Prediction of metabolite activities by repetitive clustering of the structural similarity based networks

若松 信孝


A number of studies have investigated the relations between structures and activities of metabolites.

It has been proposed that structural similarity between metabolites implies activity similarity between them.

In light of this fact we propose a method for activity prediction of secondary metabolites based on association philosophy.

First we determined the structural similarity scores between targeted metabolite pairs using COMPLIG algorithm.
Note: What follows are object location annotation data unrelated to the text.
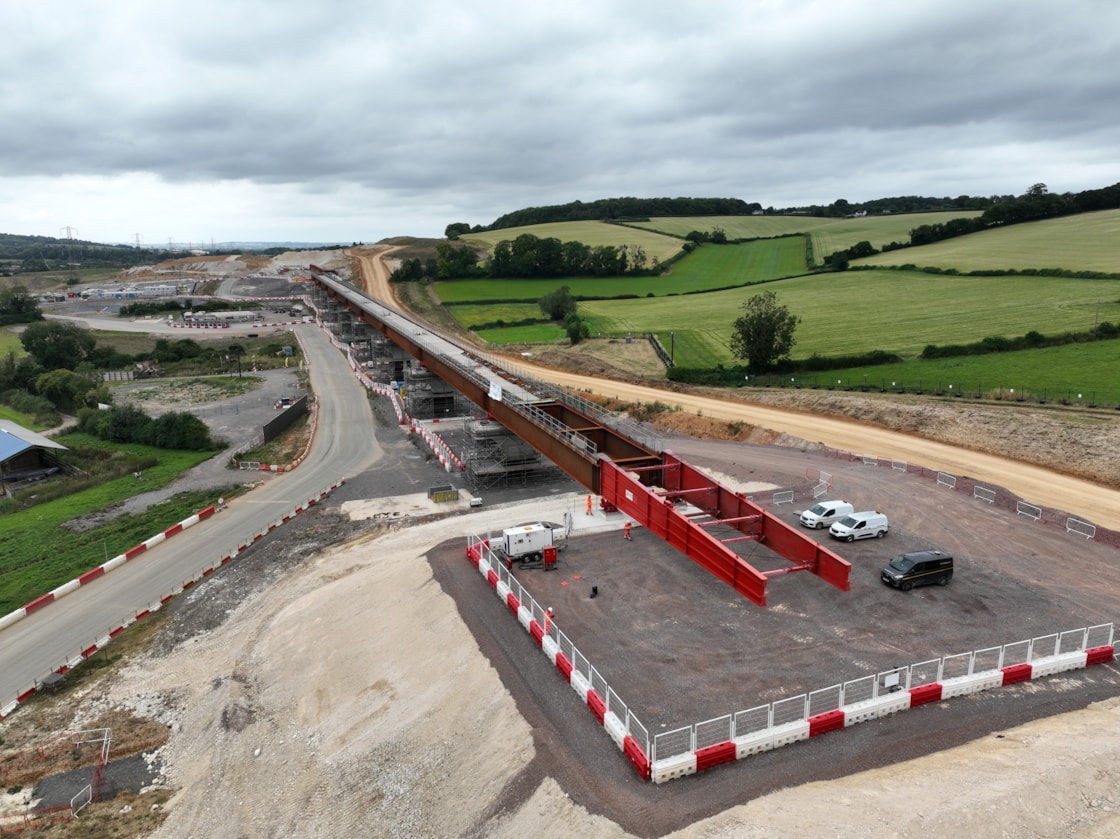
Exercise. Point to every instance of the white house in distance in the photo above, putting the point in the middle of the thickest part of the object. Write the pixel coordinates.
(25, 455)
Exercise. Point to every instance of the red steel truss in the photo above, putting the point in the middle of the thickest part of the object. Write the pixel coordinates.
(646, 495)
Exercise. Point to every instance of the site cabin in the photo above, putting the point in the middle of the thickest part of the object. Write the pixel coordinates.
(531, 546)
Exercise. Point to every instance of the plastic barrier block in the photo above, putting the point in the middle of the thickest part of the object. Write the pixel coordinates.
(876, 707)
(1099, 655)
(563, 664)
(525, 617)
(959, 686)
(580, 684)
(672, 767)
(1061, 663)
(1017, 673)
(715, 755)
(824, 723)
(790, 733)
(551, 648)
(637, 757)
(537, 631)
(615, 727)
(38, 603)
(925, 693)
(597, 706)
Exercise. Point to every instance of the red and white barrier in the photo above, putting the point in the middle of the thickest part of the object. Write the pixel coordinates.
(117, 561)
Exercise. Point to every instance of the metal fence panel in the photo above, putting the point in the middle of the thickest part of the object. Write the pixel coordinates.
(925, 672)
(714, 730)
(985, 660)
(1100, 635)
(790, 710)
(753, 719)
(954, 665)
(1043, 645)
(1017, 653)
(857, 690)
(1071, 641)
(670, 744)
(823, 700)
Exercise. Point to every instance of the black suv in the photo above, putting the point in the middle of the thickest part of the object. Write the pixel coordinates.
(918, 568)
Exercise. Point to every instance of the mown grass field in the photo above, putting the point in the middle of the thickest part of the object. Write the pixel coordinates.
(856, 311)
(1076, 373)
(1084, 242)
(829, 234)
(710, 267)
(590, 233)
(37, 553)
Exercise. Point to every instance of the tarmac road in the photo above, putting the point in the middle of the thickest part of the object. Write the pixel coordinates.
(46, 640)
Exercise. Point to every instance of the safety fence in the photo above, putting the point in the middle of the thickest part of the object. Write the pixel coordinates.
(734, 736)
(210, 567)
(609, 710)
(995, 495)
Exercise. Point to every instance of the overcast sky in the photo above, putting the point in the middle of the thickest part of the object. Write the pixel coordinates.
(354, 120)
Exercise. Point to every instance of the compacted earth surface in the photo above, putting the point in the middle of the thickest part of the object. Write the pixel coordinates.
(353, 674)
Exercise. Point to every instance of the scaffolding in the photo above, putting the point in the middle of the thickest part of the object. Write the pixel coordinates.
(495, 457)
(429, 397)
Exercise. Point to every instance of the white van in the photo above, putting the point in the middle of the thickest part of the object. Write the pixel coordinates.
(860, 525)
(823, 514)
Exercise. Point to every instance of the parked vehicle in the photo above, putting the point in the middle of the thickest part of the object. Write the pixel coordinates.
(918, 568)
(824, 513)
(860, 525)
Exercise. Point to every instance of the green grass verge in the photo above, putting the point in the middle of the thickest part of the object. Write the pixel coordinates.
(856, 311)
(1084, 242)
(1075, 373)
(710, 267)
(829, 234)
(590, 233)
(37, 553)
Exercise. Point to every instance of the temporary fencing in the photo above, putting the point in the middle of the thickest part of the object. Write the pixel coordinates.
(612, 712)
(211, 567)
(995, 495)
(734, 736)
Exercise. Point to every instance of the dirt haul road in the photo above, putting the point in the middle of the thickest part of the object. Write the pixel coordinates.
(1044, 487)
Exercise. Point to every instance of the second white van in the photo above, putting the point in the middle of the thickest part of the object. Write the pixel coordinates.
(860, 525)
(824, 513)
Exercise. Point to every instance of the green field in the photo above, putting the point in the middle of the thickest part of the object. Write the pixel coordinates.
(590, 233)
(829, 234)
(709, 267)
(37, 553)
(1084, 242)
(1074, 373)
(856, 311)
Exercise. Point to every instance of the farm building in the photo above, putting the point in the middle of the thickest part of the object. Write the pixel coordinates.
(26, 455)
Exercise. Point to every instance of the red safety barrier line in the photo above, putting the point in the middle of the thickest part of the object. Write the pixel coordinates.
(90, 576)
(38, 603)
(1017, 673)
(596, 704)
(715, 755)
(830, 721)
(925, 693)
(1099, 655)
(637, 757)
(563, 664)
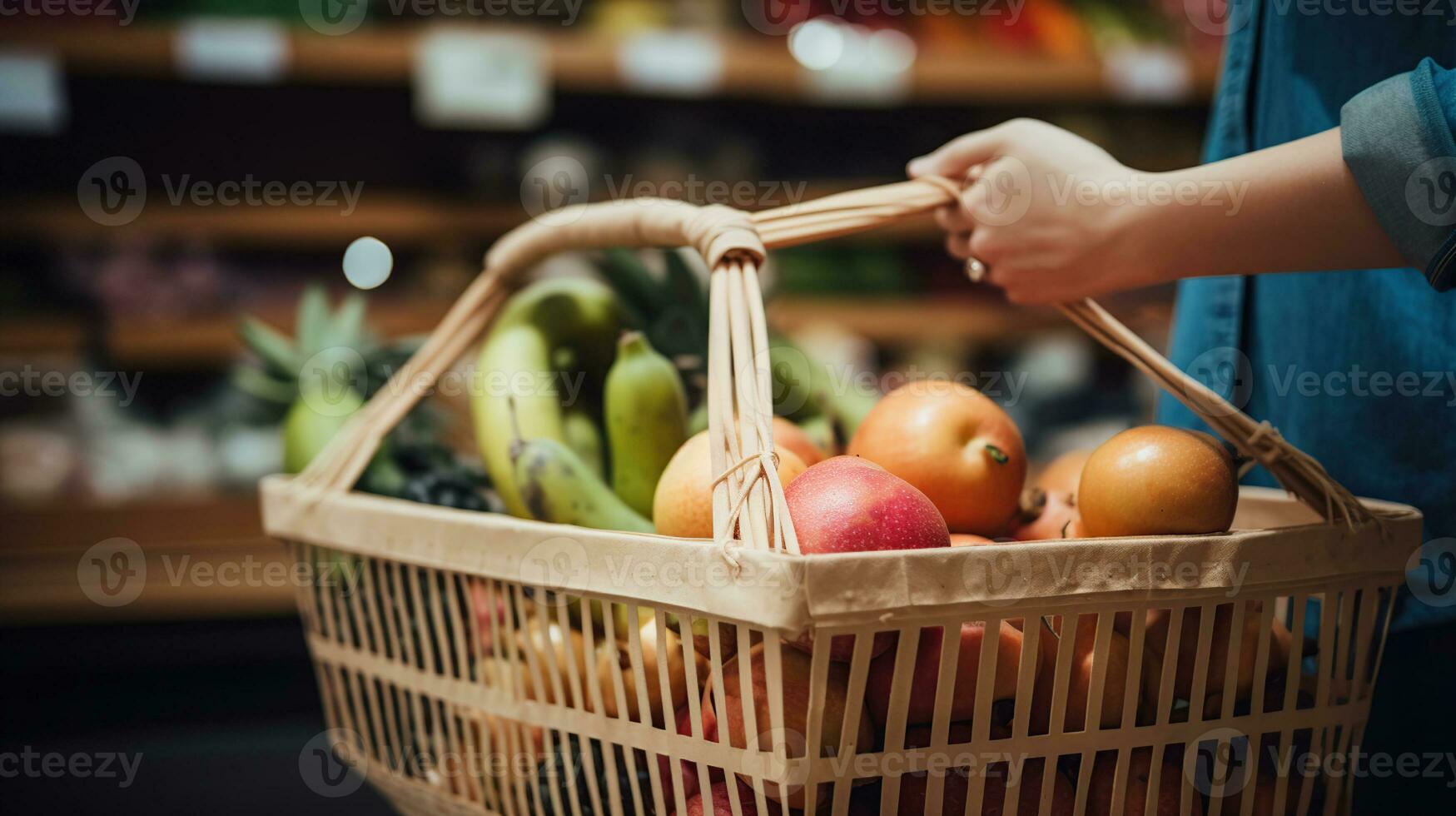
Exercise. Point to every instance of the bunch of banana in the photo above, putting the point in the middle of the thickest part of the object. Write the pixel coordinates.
(548, 460)
(549, 346)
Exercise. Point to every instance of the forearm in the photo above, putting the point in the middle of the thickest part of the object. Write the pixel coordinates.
(1292, 207)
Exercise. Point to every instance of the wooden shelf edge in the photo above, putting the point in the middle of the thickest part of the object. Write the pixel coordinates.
(756, 67)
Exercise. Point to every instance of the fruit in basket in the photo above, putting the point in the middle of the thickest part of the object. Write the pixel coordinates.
(555, 485)
(956, 446)
(849, 505)
(1049, 507)
(915, 787)
(927, 672)
(683, 505)
(1279, 647)
(579, 431)
(539, 326)
(793, 437)
(647, 419)
(307, 429)
(614, 660)
(690, 786)
(1156, 480)
(795, 701)
(549, 652)
(569, 769)
(723, 804)
(1086, 660)
(1139, 779)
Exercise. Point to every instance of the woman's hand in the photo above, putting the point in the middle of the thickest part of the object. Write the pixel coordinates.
(1055, 217)
(1050, 215)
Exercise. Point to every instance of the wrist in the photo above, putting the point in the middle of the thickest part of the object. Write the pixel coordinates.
(1145, 231)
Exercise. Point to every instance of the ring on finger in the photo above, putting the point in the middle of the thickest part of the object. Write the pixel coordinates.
(976, 270)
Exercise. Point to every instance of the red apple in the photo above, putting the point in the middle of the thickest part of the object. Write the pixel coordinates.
(723, 806)
(847, 505)
(952, 443)
(684, 726)
(915, 787)
(1139, 775)
(927, 670)
(795, 709)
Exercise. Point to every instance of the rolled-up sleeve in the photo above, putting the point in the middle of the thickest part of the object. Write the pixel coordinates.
(1397, 142)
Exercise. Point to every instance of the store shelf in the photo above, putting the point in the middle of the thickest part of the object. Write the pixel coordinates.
(400, 221)
(395, 219)
(213, 341)
(207, 340)
(754, 67)
(194, 548)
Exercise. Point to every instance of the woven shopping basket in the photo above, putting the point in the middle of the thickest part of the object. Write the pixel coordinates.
(459, 664)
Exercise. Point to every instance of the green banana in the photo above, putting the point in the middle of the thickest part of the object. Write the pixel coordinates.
(583, 436)
(545, 324)
(556, 485)
(647, 419)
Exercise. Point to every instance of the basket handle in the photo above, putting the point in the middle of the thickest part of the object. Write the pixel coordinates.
(734, 244)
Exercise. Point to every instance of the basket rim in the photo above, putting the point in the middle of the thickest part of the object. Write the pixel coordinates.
(793, 594)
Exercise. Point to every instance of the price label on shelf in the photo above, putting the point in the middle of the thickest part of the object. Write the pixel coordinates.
(672, 63)
(233, 52)
(1148, 73)
(476, 79)
(32, 97)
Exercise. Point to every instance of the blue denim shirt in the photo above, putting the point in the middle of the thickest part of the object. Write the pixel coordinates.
(1354, 367)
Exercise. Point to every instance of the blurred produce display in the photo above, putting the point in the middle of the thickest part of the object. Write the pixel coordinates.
(175, 357)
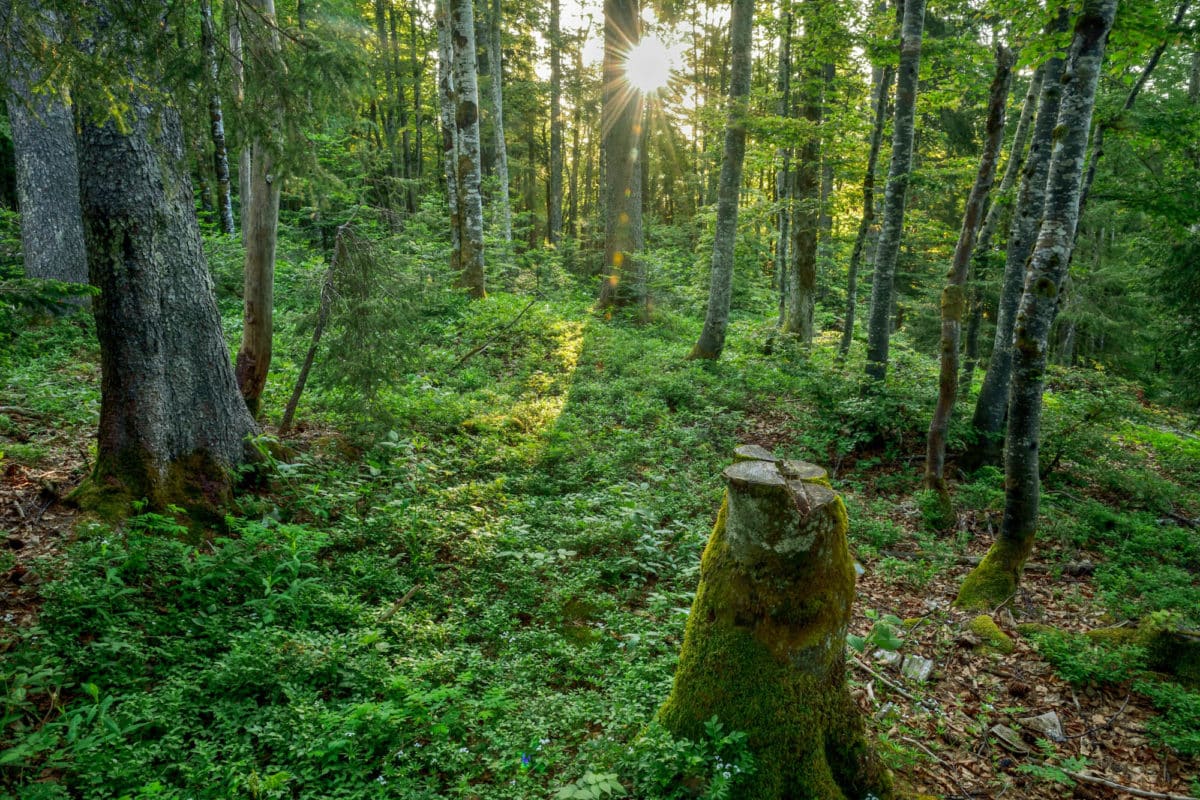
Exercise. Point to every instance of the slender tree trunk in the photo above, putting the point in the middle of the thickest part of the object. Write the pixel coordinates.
(502, 148)
(47, 161)
(953, 295)
(621, 130)
(555, 218)
(997, 576)
(712, 337)
(172, 422)
(216, 119)
(261, 235)
(449, 131)
(864, 226)
(993, 402)
(466, 86)
(888, 247)
(1131, 98)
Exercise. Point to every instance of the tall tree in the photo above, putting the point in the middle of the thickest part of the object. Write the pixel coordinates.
(469, 196)
(954, 295)
(216, 118)
(996, 577)
(712, 337)
(887, 251)
(496, 60)
(621, 131)
(263, 217)
(173, 425)
(43, 136)
(993, 402)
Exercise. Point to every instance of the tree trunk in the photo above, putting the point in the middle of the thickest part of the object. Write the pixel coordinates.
(954, 295)
(216, 119)
(996, 577)
(496, 56)
(621, 130)
(766, 642)
(993, 402)
(263, 220)
(47, 161)
(717, 319)
(864, 226)
(172, 422)
(555, 218)
(888, 248)
(449, 131)
(466, 88)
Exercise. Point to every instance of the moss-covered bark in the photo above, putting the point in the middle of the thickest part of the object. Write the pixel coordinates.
(765, 647)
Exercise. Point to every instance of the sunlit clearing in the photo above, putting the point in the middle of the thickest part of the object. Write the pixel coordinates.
(648, 65)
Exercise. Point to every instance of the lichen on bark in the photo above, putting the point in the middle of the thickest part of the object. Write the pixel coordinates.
(765, 645)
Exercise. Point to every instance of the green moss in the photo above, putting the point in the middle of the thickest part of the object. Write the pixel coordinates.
(763, 653)
(995, 578)
(990, 635)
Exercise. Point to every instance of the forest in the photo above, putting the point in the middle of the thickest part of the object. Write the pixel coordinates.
(520, 400)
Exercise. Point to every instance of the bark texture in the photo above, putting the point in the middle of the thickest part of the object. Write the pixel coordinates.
(263, 217)
(864, 224)
(172, 421)
(954, 294)
(996, 577)
(888, 250)
(46, 151)
(471, 200)
(717, 319)
(991, 405)
(621, 131)
(766, 639)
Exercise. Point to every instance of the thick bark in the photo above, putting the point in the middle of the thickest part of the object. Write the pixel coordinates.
(954, 295)
(996, 577)
(47, 162)
(766, 639)
(555, 216)
(864, 226)
(449, 132)
(467, 168)
(993, 402)
(496, 60)
(621, 130)
(172, 422)
(216, 119)
(717, 319)
(263, 218)
(888, 248)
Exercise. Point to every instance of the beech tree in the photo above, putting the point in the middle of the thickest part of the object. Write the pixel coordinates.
(996, 577)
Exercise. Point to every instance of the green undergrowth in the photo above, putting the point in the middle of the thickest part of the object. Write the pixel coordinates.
(472, 578)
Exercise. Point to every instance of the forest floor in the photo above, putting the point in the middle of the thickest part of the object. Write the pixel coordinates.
(475, 584)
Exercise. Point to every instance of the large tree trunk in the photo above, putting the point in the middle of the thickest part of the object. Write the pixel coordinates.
(993, 402)
(888, 248)
(263, 220)
(996, 577)
(471, 202)
(173, 425)
(765, 650)
(216, 118)
(555, 216)
(621, 130)
(864, 226)
(43, 138)
(954, 295)
(717, 319)
(496, 60)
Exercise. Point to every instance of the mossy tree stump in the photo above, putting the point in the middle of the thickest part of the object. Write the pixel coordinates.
(765, 647)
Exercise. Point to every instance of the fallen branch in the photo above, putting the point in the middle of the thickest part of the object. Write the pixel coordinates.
(1128, 789)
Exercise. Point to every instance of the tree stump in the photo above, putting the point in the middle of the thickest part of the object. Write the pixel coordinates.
(765, 647)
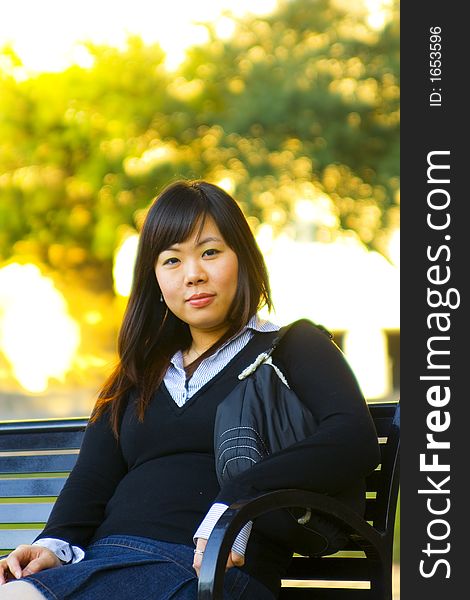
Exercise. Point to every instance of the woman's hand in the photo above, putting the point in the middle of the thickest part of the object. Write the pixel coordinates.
(234, 559)
(26, 560)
To increase the possibility of clusters over represented with known metabolites, we calculated structural similarity between metabolite pairs for which activities of both metabolites or at least one metabolite are known and then selected the metabolite pairs for which the similarity score is higher than a threshold (s > 0.95).

The network of such metabolite pairs was then clustered using the DPClusO algorithm.

Statistically significant cluster-activity pairs were then selected using the hypergeometric test.

Then biological activities of unannotated metabolites were predicted from the activity of metabolites included in the statistically overrepresented clusters.

After the first round of biological activity prediction, we considered the predicted metabolites as known metabolites and repeated the prediction process until no new prediction was made.

Finally, we were able to predict biological activity of 945 metabolites of unknown biological activity.

Furthermore we investigated the activity-activity relationship by examining the activity prediction trends of this study.